Никаких уроков из оболганного прошлого вынести нельзя. И неважно, какая это ложь – украшающая как о Российской империи или устрашающая как о Советском Союзе. Историческая ложь – это всегда залог повторения ошибок. 
В год столетия русских революций, как и во все предшествующие постсоветские годы, появилось множество публикаций, свидетельствующих о какой-то расслабленной мечтательности значительной части российского общества, вздыхающего по временам, известным лишь по книжкам, и рассуждающего об истории на уровне персонажа фильма «Большая перемена»: «Значит так. Цезаря убили, но у них там ничего не получилось. Нашлось ещё двое: сродственник Цезаря – Октавиан и товарищ по работе Цезаря – Антоний». Примерно так же судят об Октябрьской революции любители «России, которую мы потеряли», не жившие в этой России ни единого часа, но почему-то уверенные, что вся страна только и делала, что ела пряники и богатела, а потом вдруг пришли противные большевики и всё испортили. Эти любители прошлого отчего-то не хотят понять, что история – процесс закономерный и поступательный, и всё происходящее имеет всегда свои причины. 
Применительно к революциям французский историк Ж. Мишле писал: «Чувствительные люди, рыдающие над ужасами революции, уроните несколько слезинок и над ужасами её породившими…» Тем более у нас есть такой беспристрастный свидетель этих ужасов как русская литература, ставшая, не только в лице Л.Н. Толстого, «зеркалом русской революции». Нет смысла приводить бесконечные цитаты о нищете и бесправии одних, роскоши и вседозволенности других.
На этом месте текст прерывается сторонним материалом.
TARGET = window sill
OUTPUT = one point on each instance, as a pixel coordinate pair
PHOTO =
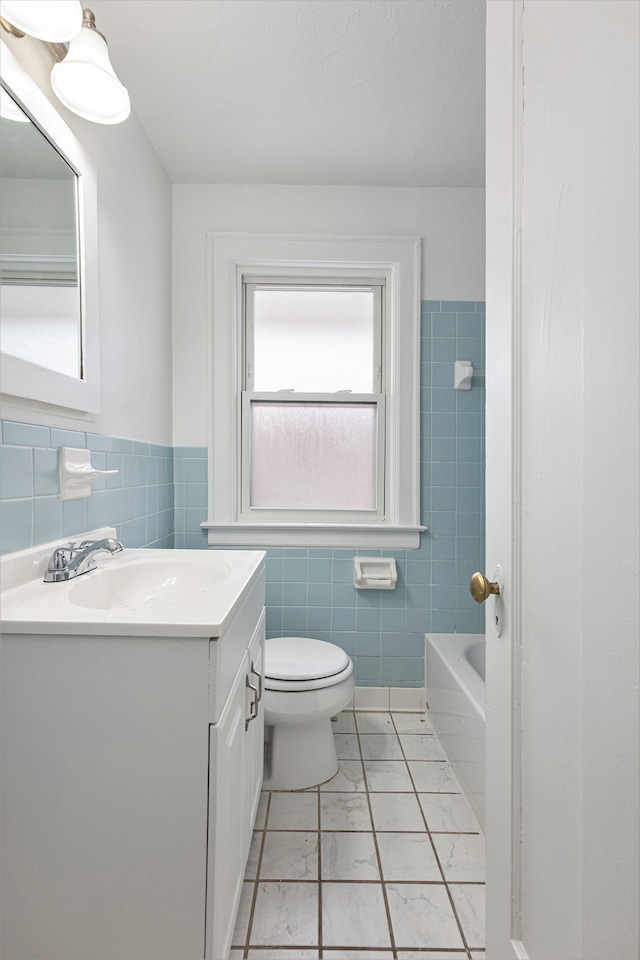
(337, 536)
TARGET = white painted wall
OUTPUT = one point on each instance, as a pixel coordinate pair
(134, 227)
(450, 222)
(578, 432)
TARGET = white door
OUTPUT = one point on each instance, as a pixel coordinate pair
(562, 479)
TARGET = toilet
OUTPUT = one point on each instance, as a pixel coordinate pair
(306, 682)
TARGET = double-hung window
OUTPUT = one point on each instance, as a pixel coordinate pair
(315, 393)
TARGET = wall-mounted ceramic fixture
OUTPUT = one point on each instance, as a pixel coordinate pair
(76, 473)
(374, 573)
(462, 374)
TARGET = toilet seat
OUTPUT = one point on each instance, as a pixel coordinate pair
(301, 663)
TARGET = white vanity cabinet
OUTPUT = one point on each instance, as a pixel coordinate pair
(131, 772)
(236, 759)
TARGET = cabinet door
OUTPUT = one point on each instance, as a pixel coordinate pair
(254, 747)
(227, 829)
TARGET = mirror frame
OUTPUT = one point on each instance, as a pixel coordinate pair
(19, 378)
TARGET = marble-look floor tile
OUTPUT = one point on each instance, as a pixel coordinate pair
(437, 955)
(469, 900)
(421, 747)
(348, 856)
(289, 856)
(286, 914)
(462, 856)
(244, 914)
(448, 813)
(347, 747)
(421, 914)
(412, 723)
(360, 955)
(380, 746)
(345, 722)
(374, 723)
(344, 811)
(408, 857)
(396, 812)
(251, 870)
(387, 775)
(293, 811)
(350, 776)
(434, 776)
(354, 915)
(284, 954)
(261, 812)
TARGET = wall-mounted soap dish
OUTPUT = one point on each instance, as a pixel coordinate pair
(76, 473)
(374, 573)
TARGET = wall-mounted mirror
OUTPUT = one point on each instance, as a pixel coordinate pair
(48, 263)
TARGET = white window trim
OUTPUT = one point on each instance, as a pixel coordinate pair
(397, 259)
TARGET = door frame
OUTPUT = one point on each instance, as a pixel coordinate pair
(504, 479)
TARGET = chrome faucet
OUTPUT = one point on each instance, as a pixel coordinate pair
(73, 559)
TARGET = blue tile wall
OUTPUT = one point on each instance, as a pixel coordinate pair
(138, 501)
(159, 498)
(310, 592)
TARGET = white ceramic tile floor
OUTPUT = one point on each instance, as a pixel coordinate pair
(383, 862)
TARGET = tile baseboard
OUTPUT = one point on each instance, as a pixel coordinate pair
(385, 699)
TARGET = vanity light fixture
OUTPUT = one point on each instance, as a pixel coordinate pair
(54, 21)
(9, 109)
(83, 78)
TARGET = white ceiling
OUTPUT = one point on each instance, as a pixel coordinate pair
(364, 92)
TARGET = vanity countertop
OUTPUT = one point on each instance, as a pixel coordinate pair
(137, 592)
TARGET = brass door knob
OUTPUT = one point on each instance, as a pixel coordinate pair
(481, 588)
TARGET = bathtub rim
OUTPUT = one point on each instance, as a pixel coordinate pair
(448, 645)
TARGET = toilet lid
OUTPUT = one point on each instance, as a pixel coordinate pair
(301, 658)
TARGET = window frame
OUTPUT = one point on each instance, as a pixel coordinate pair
(339, 398)
(237, 259)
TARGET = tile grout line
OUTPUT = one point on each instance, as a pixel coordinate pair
(319, 810)
(433, 846)
(375, 843)
(254, 896)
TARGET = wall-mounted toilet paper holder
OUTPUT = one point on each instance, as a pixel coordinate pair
(374, 573)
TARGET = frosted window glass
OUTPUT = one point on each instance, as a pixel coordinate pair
(313, 341)
(315, 456)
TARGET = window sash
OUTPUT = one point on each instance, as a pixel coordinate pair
(251, 284)
(314, 515)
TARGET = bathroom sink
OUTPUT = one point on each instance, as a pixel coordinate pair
(146, 582)
(134, 592)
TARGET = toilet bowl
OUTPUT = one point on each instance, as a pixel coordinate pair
(306, 682)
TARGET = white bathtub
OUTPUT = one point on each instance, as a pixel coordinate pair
(456, 702)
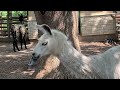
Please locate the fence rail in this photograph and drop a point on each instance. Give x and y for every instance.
(4, 23)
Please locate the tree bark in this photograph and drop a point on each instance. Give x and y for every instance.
(67, 22)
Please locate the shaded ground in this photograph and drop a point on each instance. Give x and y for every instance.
(13, 65)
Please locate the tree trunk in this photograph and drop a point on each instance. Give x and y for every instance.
(67, 22)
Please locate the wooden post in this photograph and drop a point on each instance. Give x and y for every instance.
(9, 14)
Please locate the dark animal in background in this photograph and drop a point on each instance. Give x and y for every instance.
(19, 35)
(21, 19)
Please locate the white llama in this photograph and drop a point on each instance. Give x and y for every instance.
(102, 66)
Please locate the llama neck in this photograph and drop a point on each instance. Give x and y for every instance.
(73, 61)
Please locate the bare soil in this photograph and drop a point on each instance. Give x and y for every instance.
(13, 65)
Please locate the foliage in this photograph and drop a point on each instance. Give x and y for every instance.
(14, 13)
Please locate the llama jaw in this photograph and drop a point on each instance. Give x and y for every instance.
(33, 60)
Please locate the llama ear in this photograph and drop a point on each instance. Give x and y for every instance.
(44, 28)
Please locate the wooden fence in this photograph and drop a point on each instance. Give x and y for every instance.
(5, 23)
Вспомним лишь А.А. Блока, написавшего в статье «Интеллигенция и Революция»: «Почему дырявят древний собор? Потому, что сто лет здесь ожиревший поп, икая, брал взятки и торговал водкой. Почему гадят в любезных сердцу барских усадьбах? Потому, что там насиловали и пороли девок: не у того барина, так у соседа. Почему валят столетние парки? Потому, что сто лет под их развесистыми липами и клёнами господа показывали свою власть: тыкали в нос нищему – мошной, а дураку – образованностью…» Но никаких уроков никто извлекать и не собирается. Напротив, и власть, и церковь, неизвестно на что надеясь, радостно прыгают на старых граблях. Сегодня только и слышишь, как хорошо жилось при царе, и как большевики всё уничтожили. Наслушавшись таких рассказов, поневоле и сам станешь большевиком. 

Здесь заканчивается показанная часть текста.